Le alegra saber que más allá del tiempo o de las situaciones
vividas, Dios sigue siendo el mismo. El mismo que le sostuvo cuando
tuvo que dejar a su familia para emplearse en otro lugar, el mismo
que instauró en su corazón la promesa de una vocación diferente,
por la que rechazó insistentes propuestas de matrimonio; el mismo que le había dado la fortaleza de salir a pedir para sus pobres el
pan de cada día, aunque más de una vez recibiera gritos, golpes e
insultos. El mismo Dios que le impulsó
aquella noche de invierno a ceder su cama para una anciana mendiga y
ciega, siendo aquello un punto de inflexión en su vida. Recordaba
ese día con nitidez, así cómo las emociones que le invadieron.

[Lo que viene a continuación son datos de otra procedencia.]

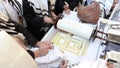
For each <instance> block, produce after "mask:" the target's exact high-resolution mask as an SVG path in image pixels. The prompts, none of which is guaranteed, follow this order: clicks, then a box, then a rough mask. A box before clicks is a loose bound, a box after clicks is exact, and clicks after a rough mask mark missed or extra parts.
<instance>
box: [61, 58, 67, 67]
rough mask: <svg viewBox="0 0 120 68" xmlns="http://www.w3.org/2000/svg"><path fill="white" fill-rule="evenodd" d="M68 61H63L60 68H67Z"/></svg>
mask: <svg viewBox="0 0 120 68" xmlns="http://www.w3.org/2000/svg"><path fill="white" fill-rule="evenodd" d="M67 64H68V61H67V60H63V61H62V63H61V64H60V68H67Z"/></svg>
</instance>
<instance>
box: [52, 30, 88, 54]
mask: <svg viewBox="0 0 120 68" xmlns="http://www.w3.org/2000/svg"><path fill="white" fill-rule="evenodd" d="M51 42H53V44H54V45H56V46H58V47H59V48H60V49H62V50H63V51H67V52H70V53H73V54H75V55H85V53H86V50H87V47H88V41H87V40H85V39H83V40H77V39H74V38H72V37H71V36H70V35H69V34H64V33H60V32H58V33H57V34H56V35H55V36H54V37H53V39H52V40H51Z"/></svg>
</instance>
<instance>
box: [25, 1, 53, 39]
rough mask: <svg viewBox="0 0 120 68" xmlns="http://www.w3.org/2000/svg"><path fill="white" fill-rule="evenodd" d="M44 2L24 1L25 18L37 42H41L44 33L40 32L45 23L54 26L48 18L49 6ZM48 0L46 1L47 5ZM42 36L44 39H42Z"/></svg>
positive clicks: (42, 32) (41, 31) (32, 34)
mask: <svg viewBox="0 0 120 68" xmlns="http://www.w3.org/2000/svg"><path fill="white" fill-rule="evenodd" d="M42 1H44V0H23V16H24V18H25V20H26V23H27V29H28V30H29V31H30V32H31V34H32V35H34V36H35V37H36V38H37V40H41V38H42V37H43V36H42V34H43V33H44V32H42V31H40V30H41V29H42V27H44V25H45V23H48V24H54V23H53V20H52V19H51V18H50V17H49V16H48V12H49V11H48V5H47V4H43V2H42ZM46 2H47V0H45V3H46ZM41 36H42V37H41Z"/></svg>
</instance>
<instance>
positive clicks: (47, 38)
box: [41, 12, 105, 63]
mask: <svg viewBox="0 0 120 68" xmlns="http://www.w3.org/2000/svg"><path fill="white" fill-rule="evenodd" d="M76 15H77V13H76V12H71V15H65V14H64V18H68V19H71V20H73V21H79V18H77V16H76ZM57 32H61V31H60V30H59V29H55V28H54V26H52V27H51V28H50V30H49V31H48V32H47V33H46V35H45V36H44V37H43V39H42V40H41V41H51V39H52V38H53V37H54V36H55V34H56V33H57ZM100 44H101V40H99V39H95V40H94V41H90V44H89V46H88V50H87V54H86V55H85V56H76V55H73V54H71V53H67V52H65V55H67V56H69V57H67V58H70V59H71V60H72V61H73V62H74V63H76V62H80V61H82V60H86V59H89V60H97V59H98V58H99V56H100V54H101V53H102V51H103V50H104V48H105V47H104V46H101V45H100Z"/></svg>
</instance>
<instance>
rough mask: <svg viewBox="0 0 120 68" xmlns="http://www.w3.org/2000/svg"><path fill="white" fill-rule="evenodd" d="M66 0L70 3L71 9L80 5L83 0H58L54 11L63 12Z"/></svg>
mask: <svg viewBox="0 0 120 68" xmlns="http://www.w3.org/2000/svg"><path fill="white" fill-rule="evenodd" d="M65 1H66V2H67V3H68V4H69V9H70V10H73V9H74V8H75V7H77V6H78V4H79V3H82V0H56V2H55V9H54V12H55V14H56V15H58V14H59V13H62V12H63V10H64V9H63V6H64V5H65Z"/></svg>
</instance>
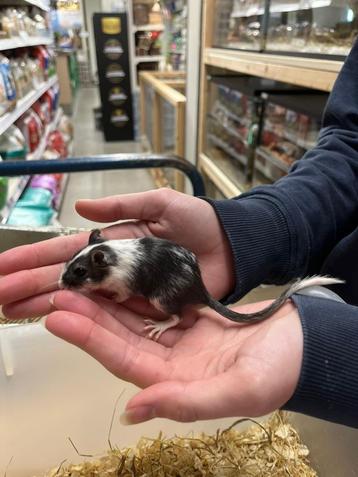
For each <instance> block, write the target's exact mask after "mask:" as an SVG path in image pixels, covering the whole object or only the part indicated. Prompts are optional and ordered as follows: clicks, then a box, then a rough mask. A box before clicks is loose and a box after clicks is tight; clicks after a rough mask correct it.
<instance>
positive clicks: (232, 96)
mask: <svg viewBox="0 0 358 477" xmlns="http://www.w3.org/2000/svg"><path fill="white" fill-rule="evenodd" d="M235 82H236V80H235V79H234V78H215V79H213V81H212V82H211V83H210V96H209V97H210V104H209V107H208V113H207V118H206V121H207V127H206V145H205V153H206V155H207V156H208V157H210V158H211V159H212V160H213V161H214V162H215V164H216V165H217V166H218V167H219V168H220V169H221V170H222V171H223V173H224V174H225V175H226V176H228V177H230V179H231V180H232V181H233V182H234V183H235V184H236V185H237V186H238V187H239V188H240V189H242V188H246V187H248V185H249V175H250V174H249V171H250V167H251V168H252V160H253V149H252V128H253V125H254V124H255V123H257V115H258V108H259V102H260V99H259V98H256V97H255V96H254V95H252V96H251V95H248V94H244V93H243V92H242V91H240V90H238V89H237V86H235Z"/></svg>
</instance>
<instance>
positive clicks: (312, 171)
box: [208, 42, 358, 427]
mask: <svg viewBox="0 0 358 477" xmlns="http://www.w3.org/2000/svg"><path fill="white" fill-rule="evenodd" d="M357 184H358V43H357V42H356V43H355V45H354V46H353V48H352V50H351V53H350V54H349V56H348V57H347V59H346V61H345V63H344V66H343V68H342V70H341V72H340V74H339V75H338V78H337V81H336V83H335V85H334V88H333V91H332V93H331V95H330V97H329V100H328V103H327V106H326V110H325V114H324V119H323V128H322V130H321V133H320V136H319V139H318V143H317V146H316V147H315V148H313V149H312V150H311V151H309V152H307V154H306V155H305V156H304V158H302V160H300V161H298V162H296V163H295V165H294V166H293V167H292V169H291V171H290V173H289V174H288V175H287V176H286V177H284V178H282V179H281V180H279V181H278V182H276V183H275V184H273V185H270V186H263V187H259V188H255V189H253V190H251V191H250V192H248V193H246V194H243V195H241V196H240V197H238V198H236V199H234V200H222V201H215V200H210V199H208V200H209V201H210V203H211V204H212V206H213V207H214V209H215V211H216V213H217V215H218V217H219V220H220V221H221V224H222V226H223V228H224V230H225V232H226V234H227V236H228V238H229V241H230V244H231V248H232V253H233V258H234V267H235V274H236V285H235V289H234V290H232V293H231V294H230V296H228V297H226V299H225V301H226V302H233V301H237V300H238V299H239V298H241V297H242V296H243V295H244V294H246V293H247V292H248V291H250V290H251V289H252V288H254V287H255V286H257V285H259V284H260V283H275V284H282V283H286V282H287V281H289V280H290V279H292V278H293V277H299V276H306V275H309V274H313V273H319V272H320V270H321V267H322V265H323V264H324V262H325V260H326V259H327V257H328V256H332V255H333V256H334V253H333V254H331V252H332V249H333V248H335V246H336V245H337V244H338V243H343V242H344V240H343V239H344V238H345V237H347V236H349V235H350V234H351V233H353V230H355V229H356V227H357V224H358V219H357V218H358V186H357ZM335 250H336V248H335ZM354 260H355V257H352V258H351V261H350V263H349V264H348V266H355V264H354ZM352 261H353V262H352ZM354 292H355V293H356V291H353V293H354ZM294 301H295V303H296V305H297V307H298V309H299V314H300V319H301V323H302V327H303V332H304V356H303V364H302V369H301V376H300V381H299V385H298V387H297V389H296V391H295V394H294V395H293V396H292V398H291V399H290V401H289V402H288V403H287V404H286V406H285V407H286V409H291V410H295V411H299V412H303V413H306V414H309V415H312V416H316V417H321V418H325V419H328V420H332V421H336V422H340V423H342V424H346V425H349V426H356V427H358V411H357V410H358V406H357V402H358V357H357V356H358V355H357V351H356V350H357V347H358V308H357V307H354V306H350V305H347V304H341V303H335V302H332V301H330V300H324V299H319V298H309V297H301V296H299V297H295V298H294Z"/></svg>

Saint-Servan era un pueblo
pesquero cuyas callejuelas aún arrastraban el aliento de la
revolución y los grises edificios sudaban humedad y salitre. Aquel
día llovía a mares y el frío calaba los huesos. Juana era entonces una mujer recia, de buen porte y mirada transparente, con el típico carácter duro de las bretonas. Volvía a la
casa que compartía con una buena compañera, tras todo el día
sirviendo en diferentes familias acomodadas.
Poco antes de llegar a su
destino, bajo uno de los arcos cercanos al puerto, Juana se cruzó
con Ana. La anciana ciega ejercía la mendicidad porque
ya no se podía dedicar a otra cosa.
- Pero Ana... ¿qué hace aquí
a estas horas?- la saludó Juana- ¡Arriba! Que va a coger un
constipado. La acompaño a casa- la animó, ayudándola a levantarse.
Entonces lo sintió. No
sabría explicarlo con palabras. Pero fue la certeza plena que
durante tantos años había estado esperando. “Es ahora”.
Ya no podía seguir socorriendo a pobres y enfermas de forma puntual. Tenía que ser su hermana. Muchas veces había divagado sobre dejarlo
todo e irse a vivir a las calles y caminos, pero la llamada fue otra: ella les daría un hogar de verdad y compartiría su
pobreza, pero dotándola de dignidad. Y así como lo sintió, lo
decidió. Y se llevó a Ana a su casa.